Per questi motivi la prospettiva dei governi di coesione nazionale, con ogni probabilità guidati dall’attuale presidente del Consiglio, è destinata ad andare oltre questa legislatura. Ma tutto questo diventa possibile se un nucleo consistente di forze politiche rinuncia a candidare un potenziale concorrente alla carica di premier nell’ambito della competizione elettorale, assumendo in via di fatto l’agenda Draghi come punto di approdo delle proposte elettorali. Cosa decisamente impossibile se in prima istanza non si cambia la legge elettorale vigente, sostituendola con una di tipo proporzionale, che rafforzi il ruolo del presidente della Repubblica per la designazione del primo ministro e quello delle rappresentanze politiche elette per l’adesione al successivo programma di governo e la formazione della compagine governativa.
Le recenti prese di posizione del Pd e l’oggettivo sfaldamento del fronte di centrodestra fanno intravedere questa possibilità. Questi orientamenti coincidono con una nuova attenzione rivolta al cosiddetto elettorato moderato e alle forze politiche aliene ad assecondare la radicalizzazione delle rivendicazioni. Quelle che hanno pagato maggiormente le mancate promesse della stagione della Seconda Repubblica. Ma la rinascita di una o più rappresentanze del centro politico non può essere motivata solo dall’esigenza di rafforzare la componente delle persone dotate di capacità politica e di buon senso. Dovrebbe scaturire dall’esigenza di offrire una rappresentanza alle energie vitali della società, le persone che risparmiano, investono, lavorano e che si prendono cura dei figli e degli anziani, mettendo un limite alla deriva statalista e assistenzialista destinata altrimenti ad aumentare per le conseguenze del declino demografico.

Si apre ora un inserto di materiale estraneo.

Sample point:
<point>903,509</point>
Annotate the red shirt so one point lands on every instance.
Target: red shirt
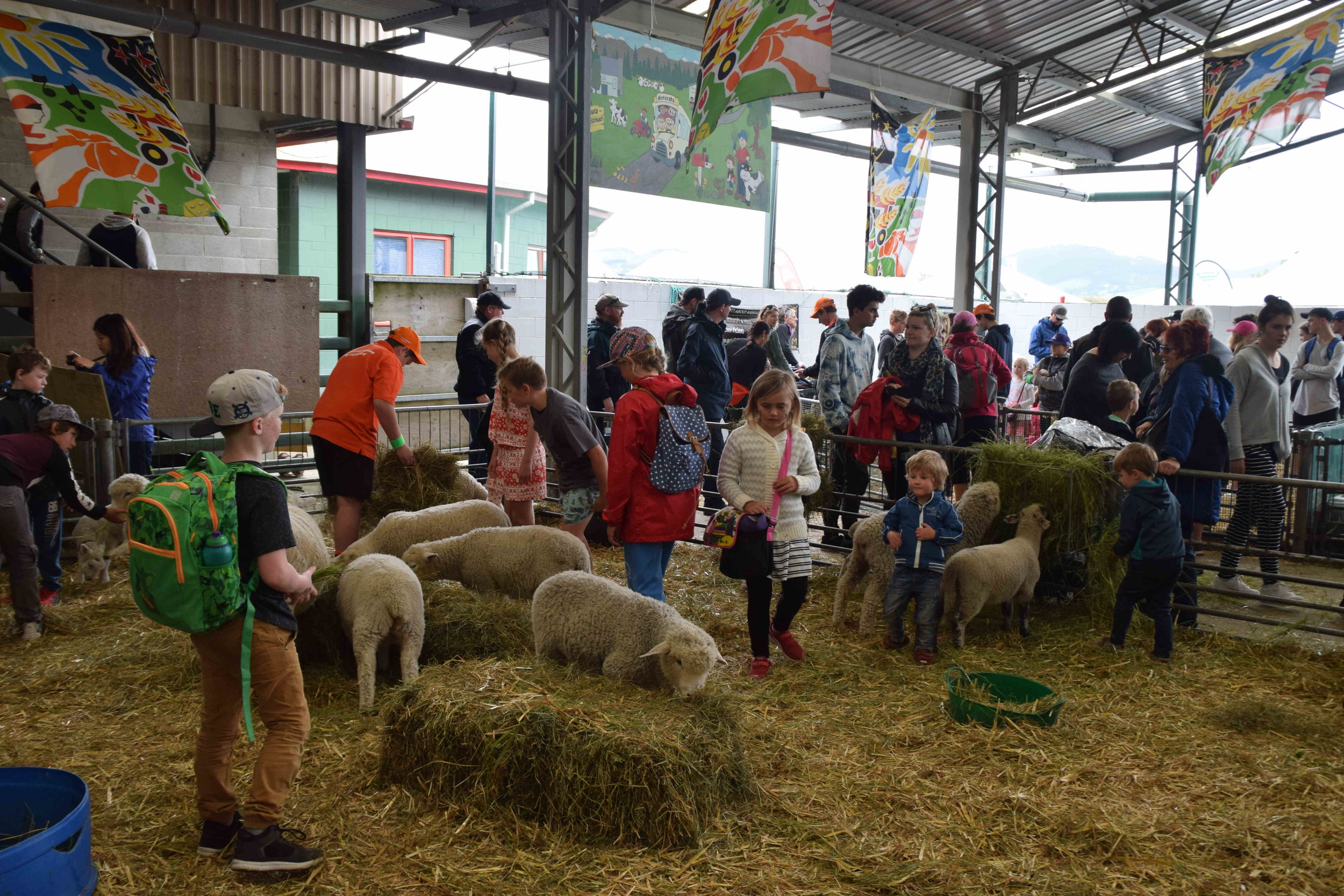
<point>345,414</point>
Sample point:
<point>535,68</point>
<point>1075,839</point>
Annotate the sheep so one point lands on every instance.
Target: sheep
<point>506,561</point>
<point>381,604</point>
<point>871,556</point>
<point>600,626</point>
<point>397,532</point>
<point>1003,574</point>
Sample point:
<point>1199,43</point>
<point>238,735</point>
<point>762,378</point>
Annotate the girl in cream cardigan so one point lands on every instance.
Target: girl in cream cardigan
<point>749,478</point>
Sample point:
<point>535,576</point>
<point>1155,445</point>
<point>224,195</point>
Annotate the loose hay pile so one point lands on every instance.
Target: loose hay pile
<point>600,759</point>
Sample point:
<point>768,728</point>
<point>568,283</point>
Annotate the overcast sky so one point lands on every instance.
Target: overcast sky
<point>1259,214</point>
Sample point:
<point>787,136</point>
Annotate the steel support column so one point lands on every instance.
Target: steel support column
<point>351,234</point>
<point>1181,226</point>
<point>568,189</point>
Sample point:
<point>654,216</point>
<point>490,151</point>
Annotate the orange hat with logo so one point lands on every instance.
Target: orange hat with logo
<point>410,339</point>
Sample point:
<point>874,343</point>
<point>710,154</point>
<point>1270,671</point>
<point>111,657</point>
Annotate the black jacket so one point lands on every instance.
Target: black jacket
<point>603,382</point>
<point>475,369</point>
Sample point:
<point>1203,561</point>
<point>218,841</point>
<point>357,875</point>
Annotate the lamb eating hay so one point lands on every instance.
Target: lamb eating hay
<point>504,561</point>
<point>600,626</point>
<point>381,604</point>
<point>871,556</point>
<point>1004,574</point>
<point>397,532</point>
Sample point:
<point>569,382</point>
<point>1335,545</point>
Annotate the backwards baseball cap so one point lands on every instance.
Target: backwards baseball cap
<point>65,414</point>
<point>238,397</point>
<point>628,342</point>
<point>410,339</point>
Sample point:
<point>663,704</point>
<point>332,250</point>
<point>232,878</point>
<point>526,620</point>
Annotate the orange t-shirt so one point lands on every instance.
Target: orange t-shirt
<point>345,414</point>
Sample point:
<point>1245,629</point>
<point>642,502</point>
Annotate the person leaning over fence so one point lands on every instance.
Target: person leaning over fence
<point>251,428</point>
<point>753,473</point>
<point>1259,440</point>
<point>127,367</point>
<point>517,473</point>
<point>361,396</point>
<point>646,521</point>
<point>19,409</point>
<point>1151,537</point>
<point>26,458</point>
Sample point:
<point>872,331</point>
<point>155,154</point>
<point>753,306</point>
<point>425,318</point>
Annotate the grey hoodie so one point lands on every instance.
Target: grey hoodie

Questo dipenderà anche dalla capacità del governo in carica, e in particolare di Mario Draghi, di tradurre in pratica il proposito di orientare le risorse disponibili privilegiando i debiti buoni, e finalizzati a generare nuovo reddito, rispetto a quelli cattivi degli impieghi improduttivi.
Un proposito che mantiene tutta la sua validità, ma che, allo stato attuale, non viene riscontrato nei fatti.